As most people know Commercial Real Estate market is under huge influence after the global pandemic. As businesses open again, owners are being forced to make tough decisions, such as whether or not they should continue to rent office space.
Below, you can see what might influence potential investment and real estate deals in 2021 and beyond, and how you as a potential or current investor can prepare.
1. Higher Demand
The commercial real estate market will continue its growth for the next half of the year fueled by low lending rates and inflationary pressures. Owners of investment property will try to cash out while the markets are hot. Demand for investments properties will continue to rise in the secondary markets as investors are looking for high yields.
2. Increased Office Vacancies
For most offices, the main question is the lease renewals. Unemployment is still up even though the economy is coming back slowly. People in most states are working from home which makes them relocate. It is most possible that the majority of stable companies will renew their leases but swap them for smaller space requirements which will increase vacancies in many areas.
3. More Demand And Less Supply
There is more demand for commercial investment properties than ever before with less supply. High-net-worth people are buying real estate to fudge against inflation and take advantage of the low-interest rates. However, the main focus right now is on commercial properties due to the scarcity of residential properties which leads to more competition for investment opportunities.
4. Greater ESG Impact
One of the most primary factors is the influence of environmental, social, and governance ( also known as ESG) on the market. It is impacting the tenants, the space they want to rent, and their eagerness to go back to the office. It is affecting access to capital markets to increase equity and debt.
5. Steady Increase In Capital
The availability of capital is one of the most important aspects that has kept specific commercial real estate sectors thriving through the pandemic. History shows that in past recessions, there was a lack of capital. During the pandemic recession, there was an abundance of available capital for particular types of investments including industrial, multi-family, self-storage, and health science real estate.

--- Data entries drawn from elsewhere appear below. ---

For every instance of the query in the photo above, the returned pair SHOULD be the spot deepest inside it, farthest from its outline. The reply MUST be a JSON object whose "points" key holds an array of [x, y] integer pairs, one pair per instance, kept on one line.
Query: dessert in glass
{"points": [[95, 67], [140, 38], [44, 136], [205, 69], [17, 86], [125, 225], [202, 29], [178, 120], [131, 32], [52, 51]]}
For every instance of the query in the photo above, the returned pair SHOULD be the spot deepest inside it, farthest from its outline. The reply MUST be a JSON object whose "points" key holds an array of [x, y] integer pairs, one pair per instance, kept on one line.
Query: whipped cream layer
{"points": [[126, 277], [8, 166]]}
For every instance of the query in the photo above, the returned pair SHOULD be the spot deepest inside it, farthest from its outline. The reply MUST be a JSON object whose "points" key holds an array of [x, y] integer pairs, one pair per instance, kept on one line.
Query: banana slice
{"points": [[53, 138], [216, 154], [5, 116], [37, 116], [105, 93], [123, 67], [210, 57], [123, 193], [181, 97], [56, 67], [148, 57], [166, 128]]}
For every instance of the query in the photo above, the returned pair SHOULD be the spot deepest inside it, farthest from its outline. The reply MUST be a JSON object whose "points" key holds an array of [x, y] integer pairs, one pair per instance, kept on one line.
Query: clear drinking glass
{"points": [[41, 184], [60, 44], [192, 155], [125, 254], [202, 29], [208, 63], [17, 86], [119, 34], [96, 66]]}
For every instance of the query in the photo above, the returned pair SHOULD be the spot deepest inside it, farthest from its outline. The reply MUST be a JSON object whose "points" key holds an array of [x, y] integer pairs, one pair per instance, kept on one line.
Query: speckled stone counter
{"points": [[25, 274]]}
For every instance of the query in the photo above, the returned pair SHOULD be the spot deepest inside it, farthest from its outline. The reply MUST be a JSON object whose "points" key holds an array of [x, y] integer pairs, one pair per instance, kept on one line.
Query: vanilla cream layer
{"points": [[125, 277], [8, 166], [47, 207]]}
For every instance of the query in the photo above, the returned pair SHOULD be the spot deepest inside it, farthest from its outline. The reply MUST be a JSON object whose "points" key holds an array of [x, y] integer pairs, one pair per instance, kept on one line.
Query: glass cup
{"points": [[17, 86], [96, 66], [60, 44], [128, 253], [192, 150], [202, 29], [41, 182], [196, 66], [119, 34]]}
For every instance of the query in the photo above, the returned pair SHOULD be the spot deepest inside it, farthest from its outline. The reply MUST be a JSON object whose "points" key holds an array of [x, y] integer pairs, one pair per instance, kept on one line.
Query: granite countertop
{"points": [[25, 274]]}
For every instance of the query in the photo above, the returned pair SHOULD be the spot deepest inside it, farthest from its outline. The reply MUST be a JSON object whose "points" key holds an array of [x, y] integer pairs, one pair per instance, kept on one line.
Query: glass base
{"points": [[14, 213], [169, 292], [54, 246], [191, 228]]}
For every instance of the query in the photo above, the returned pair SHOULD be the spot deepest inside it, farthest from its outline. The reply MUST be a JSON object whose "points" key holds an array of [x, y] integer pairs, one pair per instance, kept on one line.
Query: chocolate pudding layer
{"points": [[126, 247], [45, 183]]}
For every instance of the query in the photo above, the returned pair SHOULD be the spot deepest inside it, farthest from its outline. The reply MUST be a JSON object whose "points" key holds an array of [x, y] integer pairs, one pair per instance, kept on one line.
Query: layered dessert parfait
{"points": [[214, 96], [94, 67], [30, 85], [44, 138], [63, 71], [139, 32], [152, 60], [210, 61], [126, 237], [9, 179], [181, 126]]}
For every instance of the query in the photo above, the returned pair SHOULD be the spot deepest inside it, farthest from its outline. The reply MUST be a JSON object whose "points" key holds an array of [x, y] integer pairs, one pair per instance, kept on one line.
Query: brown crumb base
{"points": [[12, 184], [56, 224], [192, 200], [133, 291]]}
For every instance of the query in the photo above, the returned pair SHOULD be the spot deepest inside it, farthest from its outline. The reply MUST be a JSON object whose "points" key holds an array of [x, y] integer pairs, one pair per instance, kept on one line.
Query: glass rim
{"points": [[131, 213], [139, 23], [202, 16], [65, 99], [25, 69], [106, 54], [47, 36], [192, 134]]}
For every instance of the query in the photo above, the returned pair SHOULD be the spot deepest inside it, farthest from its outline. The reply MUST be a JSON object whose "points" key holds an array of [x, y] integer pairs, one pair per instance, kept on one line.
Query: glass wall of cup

If inflation continues to remain high or even grows further, the Fed will be enforced to act and increase rates. It has not been determined yet whether the raised inflation nowadays is temporary or is here for the near future. It is possible the supply chain issues will work themselves out and make inflation go down, but it is still unclear.
7. Shifting Tenant And Resident Expectations
There are shifting tenant and resident expectations for commercial real estate. As consumers expect the same customer experiences that they used to get from familiar food delivery apps or stores, commercial real estate leaders will have to accommodate to meet those expectations. This will empower groups that adapt faster to stand apart from the rest, requesting greater market share and premiums.
8. Retail May Suffer
Most likely post-Covid office building space may grow as companies adopt a flex work program. The building vacancies will increase due to the lack of need for large spaces to house employees. Retail in some specific areas will suffer as fewer office workers bring fewer people to restaurants and shops in business areas.